Richard M. Myers, Ph.D. is President, Science Director and a Faculty Investigator of the HudsonAlpha Institute for Biotechnology, a non-profit research and teaching enterprise in Huntsville, Alabama. The Myers Lab, in collaborative relationships with other researchers at HudsonAlpha and at other institutions, studies the human genome with the goal of understanding how allelic variation and gene expression changes contribute to human traits, including diseases, behaviors and other phenotypes. His group uses high-throughput genomic methods – including DNA sequencing, genotyping, chromatin immunoprecipitation, mRNA expression profiling, transcriptional promoter and DNA methylation measurements – as well as computational and statistical tools to identify, characterize and understand the functional elements encoded in our genomes and how they work together at the molecular level in normal and pathological conditions. The lab sequences whole genomes, whole exomes and targeted regions of the genome with ultrahigh-throughput DNA sequencing technologies to identify DNA sequence variants relevant to clinical and basic biological problems. Researchers in the Myers Lab integrates these functional genomics, epigenetic and genetic data to understand how genomes are involved in brain disorders, ALS, children born with developmental disorders, cancer, autoimmune diseases and other traits. Dr. Myers has been a long-time contributor to the ENCODE Project, The Pritzker Neuropsychiatric Research Consortium, and several other collaborative projects.

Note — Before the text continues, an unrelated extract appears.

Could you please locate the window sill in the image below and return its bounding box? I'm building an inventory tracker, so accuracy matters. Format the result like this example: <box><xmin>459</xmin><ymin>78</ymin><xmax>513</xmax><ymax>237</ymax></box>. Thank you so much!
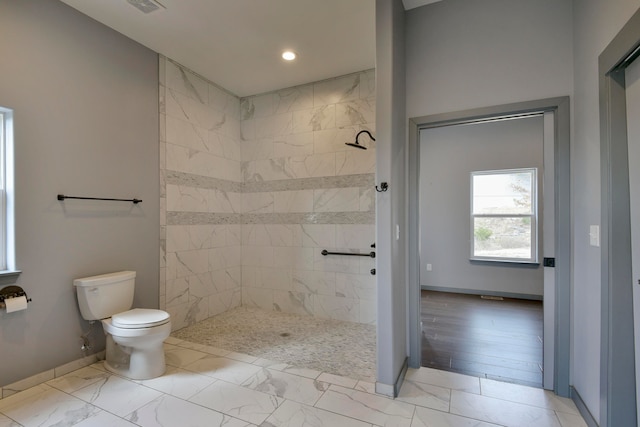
<box><xmin>0</xmin><ymin>270</ymin><xmax>22</xmax><ymax>286</ymax></box>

Dr. Marcelo Nobrega is a professor in the Department of Human Genetics and a member of the Institute of Genomics and Systems Biology at the University of Chicago. Dr. Nobrega works in understanding the mechanisms by which genetic mutations outside genes are linked to the increased risk to various diseases. These mutations, presumably affecting regulatory switches that control the function of genes, are similar to the ones we think may underlie preterm birth. Dr. Nobrega has participated in efforts to devise novel strategies and experimental assays to identify gene regulatory elements. He was a principal investigator of an ENCODE grant to devise strategies to map the binding of certain proteins to the human genome and to develop novel experimental approaches to examine specific classes of regulatory elements. Dr. Nobrega has modeled the impact of mutations implicated in various human diseases, such as congenital heart defects, heart failure, cancer, type 2 diabetes, obesity, and asthma. Using genomics approaches, Dr. Nobrega has identified the gene IRX3 as the strongest association to polygenic obesity in humans, and characterized the mechanisms by which mutations altering the expression of a gene called TCF7L2 also represent the strongest genetic link to type 2 diabetes in humans. His goal is to use the same suite of tools and approaches developed over the past decade in his lab to tackle the challenges of understanding the basis of preterm birth.